Jahrelang stritt Prigoschin ab, dass er „Wagner“ finanziere: Noch im August verpflichtete ein Moskauer Gericht den Journalisten Alexej Wenediktow, eine entsprechende Aussage zu dementieren. Aber dann tauchten Videos von Prigoschin auf, wie er auf Gefängnishöfen Häftlinge für die Söldnertruppe anwarb. Und Ende September erklärte Prigoschin selbst, er habe „Wagner“ gegründet.

Mehrere Jahre lang war er vor allem Putins Mann für diskrete und eher unsaubere Angelegenheiten, ob massive Schleichwerbung für den Präsidentschaftskandidaten Donald Trump oder Stoßtruppversuche gegen US-Truppen am Euphrat. Jetzt aber ist er selbst zum Lautsprecher geworden, erklärt, welche russischen Generäle in der Ukraine versagt hätten, und verspricht Grenzregionen seine Unterstützung bei ihren Verteidigungsanstrengungen. Er pfeift auf den Moskauer Mainstream, versichert, auch die ukrainischen Soldaten hätten „Eier aus Stahl“. Und er schreckt das Video-Publikum mit Strafgefangenen, die als Freiwillige bei „Wagner“ Arme oder Beine verloren und dafür begnadigt wurden.

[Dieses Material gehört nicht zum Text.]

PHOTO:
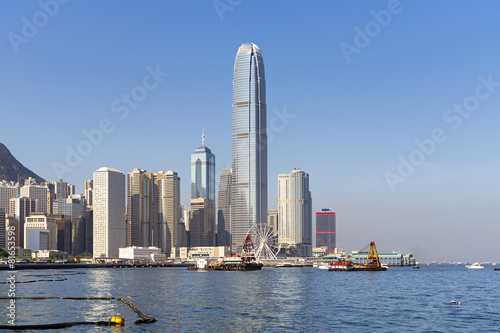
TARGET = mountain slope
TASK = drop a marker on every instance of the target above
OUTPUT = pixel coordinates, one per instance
(11, 168)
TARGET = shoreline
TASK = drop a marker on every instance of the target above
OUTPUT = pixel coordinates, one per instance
(19, 267)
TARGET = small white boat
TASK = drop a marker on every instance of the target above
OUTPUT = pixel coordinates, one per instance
(324, 265)
(475, 265)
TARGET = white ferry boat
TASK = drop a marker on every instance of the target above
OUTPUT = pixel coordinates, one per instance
(475, 265)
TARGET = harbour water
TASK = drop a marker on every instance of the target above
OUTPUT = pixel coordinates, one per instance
(271, 300)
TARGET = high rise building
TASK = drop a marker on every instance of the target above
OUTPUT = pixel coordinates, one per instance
(3, 235)
(109, 212)
(272, 219)
(224, 209)
(326, 221)
(8, 190)
(87, 192)
(202, 222)
(141, 209)
(21, 208)
(39, 192)
(61, 188)
(72, 207)
(78, 235)
(71, 189)
(203, 173)
(295, 212)
(12, 224)
(249, 144)
(169, 211)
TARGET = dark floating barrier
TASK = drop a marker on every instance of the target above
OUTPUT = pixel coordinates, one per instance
(144, 319)
(114, 321)
(60, 325)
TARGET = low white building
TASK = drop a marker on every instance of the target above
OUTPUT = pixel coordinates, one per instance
(46, 254)
(207, 251)
(37, 239)
(41, 222)
(138, 253)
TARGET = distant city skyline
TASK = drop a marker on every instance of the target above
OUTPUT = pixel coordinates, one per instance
(396, 121)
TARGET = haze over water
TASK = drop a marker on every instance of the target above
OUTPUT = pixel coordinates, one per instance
(274, 299)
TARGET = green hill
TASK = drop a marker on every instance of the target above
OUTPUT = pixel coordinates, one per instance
(11, 168)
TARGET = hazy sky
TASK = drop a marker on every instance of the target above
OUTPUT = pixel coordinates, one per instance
(391, 107)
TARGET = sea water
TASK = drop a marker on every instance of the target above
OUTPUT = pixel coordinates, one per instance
(308, 299)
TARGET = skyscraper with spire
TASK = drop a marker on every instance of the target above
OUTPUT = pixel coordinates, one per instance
(203, 172)
(249, 144)
(202, 219)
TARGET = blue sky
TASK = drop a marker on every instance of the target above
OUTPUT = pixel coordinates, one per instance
(346, 120)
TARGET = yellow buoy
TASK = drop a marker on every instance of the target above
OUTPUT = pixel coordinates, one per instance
(115, 320)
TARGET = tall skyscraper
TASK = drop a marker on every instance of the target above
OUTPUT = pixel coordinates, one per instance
(203, 173)
(8, 190)
(249, 144)
(141, 209)
(22, 208)
(109, 212)
(326, 229)
(272, 219)
(224, 209)
(88, 192)
(295, 212)
(2, 229)
(202, 220)
(169, 211)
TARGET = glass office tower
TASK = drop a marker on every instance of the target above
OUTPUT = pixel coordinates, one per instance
(249, 144)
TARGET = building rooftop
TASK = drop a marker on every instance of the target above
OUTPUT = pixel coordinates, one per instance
(106, 169)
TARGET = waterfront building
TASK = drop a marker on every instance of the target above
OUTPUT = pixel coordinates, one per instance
(38, 192)
(109, 232)
(8, 190)
(64, 227)
(169, 211)
(141, 209)
(326, 223)
(37, 239)
(12, 224)
(61, 189)
(139, 253)
(71, 190)
(224, 208)
(272, 219)
(41, 221)
(78, 235)
(203, 172)
(202, 222)
(204, 251)
(21, 208)
(71, 207)
(88, 192)
(89, 232)
(295, 213)
(249, 144)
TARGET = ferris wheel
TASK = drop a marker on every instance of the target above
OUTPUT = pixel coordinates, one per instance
(265, 240)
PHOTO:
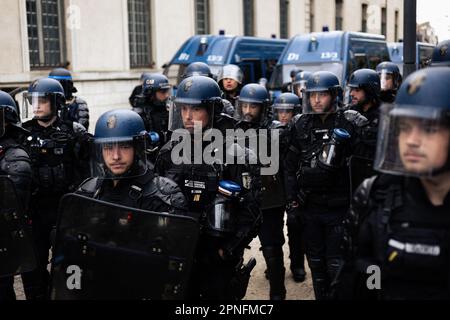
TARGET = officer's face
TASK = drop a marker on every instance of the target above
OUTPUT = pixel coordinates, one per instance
(358, 96)
(162, 95)
(284, 116)
(42, 107)
(192, 114)
(251, 111)
(230, 84)
(423, 146)
(320, 101)
(387, 82)
(118, 157)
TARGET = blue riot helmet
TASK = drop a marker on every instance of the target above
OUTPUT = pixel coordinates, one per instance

Will der beinharte Feldkommandeur künftig selbst Politik machen? Schon zählen Analytiker:innen, über 1,4 Millionen Russ:innen hätten sich auf dem Suchportal Yandex für Prigoschin interessiert, mehr als für Expräsident Dmitri Medwedew. Aber der Moskauer Politologe Boris Meschujew verweist auf Prigoschins Selbstdarstellung. „Er pflegt kein Image, das positive Emotionen erzeugt, mit dem man zur Präsidentschaft kandidieren könnte, sondern das Image des finsteren, aber fähigen Getreuen.“ Ähnlich wie der politisch ebenfalls aussichtslose Tschetschenenchef Ramsan Kadyrow wolle Prigoschin sich vor allem Putin als schrecklicher Mann präsentieren. „In einer Zeit, die schreckliche Männer braucht.“

Prigoschin will in Putins System Punkte sammeln. Sollte der aber überraschend aus dem Amt scheiden, könnte ein energischer Grobian mit eigenen Kampftruppen bei der Nachfolgefrage durchaus ein Wort mitzureden haben.